En théorie toujours, les fluides inter-neuronaux du cerveau pourraient comporter de grandes quantités de molécules de Posner intriquées. Si elles pénètrent les neurones, ces molécules pourraient modifier leur comportement, leur donnant la possibilité de réaliser des activités complexes, telle que des pensées et des mémorisations. Restera à vérifier expérimentalement si des molécules de Posner existent réellement dans les fluides intercellulaires du cerveau, en ce cas, si elles peuvent se trouver intriquées et finalemlent, par quels mécanismes quantiques elles ils le seraient.. Fisher envisage aujourd'hui de réaliser en laboratoire des expérimentations portant sur ces points.

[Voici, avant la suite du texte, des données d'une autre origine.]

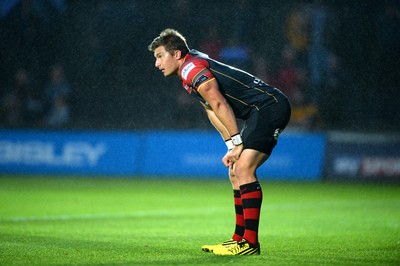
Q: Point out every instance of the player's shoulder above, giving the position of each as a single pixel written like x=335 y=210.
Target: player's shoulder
x=194 y=59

La mécanique quantique à l'oeuvre au sein du cerveau

En cas de succès, les effets thérapeutiques du lithium, proche de l'acide phosphorique comme indiqué ci-dessus. pourraient commencer à trouver des explications. Ils découleraient de mécanismes faisant globalement appel à la mécanique quantique. Si aux origines de la vie les mécanismes biologiques avaient appris à utiliser celle-ci au profit de cette fonction universellement répandue qu'est la fonction chlorophyllienne, pourquoi n'auraient ils pas réutilisé la mécanique quantique pour permettre le fonctionnement des systèmes nerveux, dès que ceux-ci sont apparus dans la suite de l'évolution ?

Certes, réussir à montrer que des neurones pourraient s'influencer à distance en dehors des voies connues de la communication intra et inter-neuronale ne pourrait suffire à faire comprendre les mécanismes infiniment plus complexes de la production des idées ou de la mémoire à long terme. Il faudra sans doute des années, si les hypothèses de Matthew Fisher sont validées, pour y réussir. Mais la voie proposée par lui pourrait enfin ouvrir des perspectives nouvelles dans des problématiques suspectées être les plus complexes de celles présentées par l'univers. Que la physique quantique y joue un rôle clef n'aurait rien d'étonnant, si l'on admet que la physique dite macroscopique aurait pu émerger, avec l'univers macroscopique lui-même, d'une fluctuation dans le monde quantique.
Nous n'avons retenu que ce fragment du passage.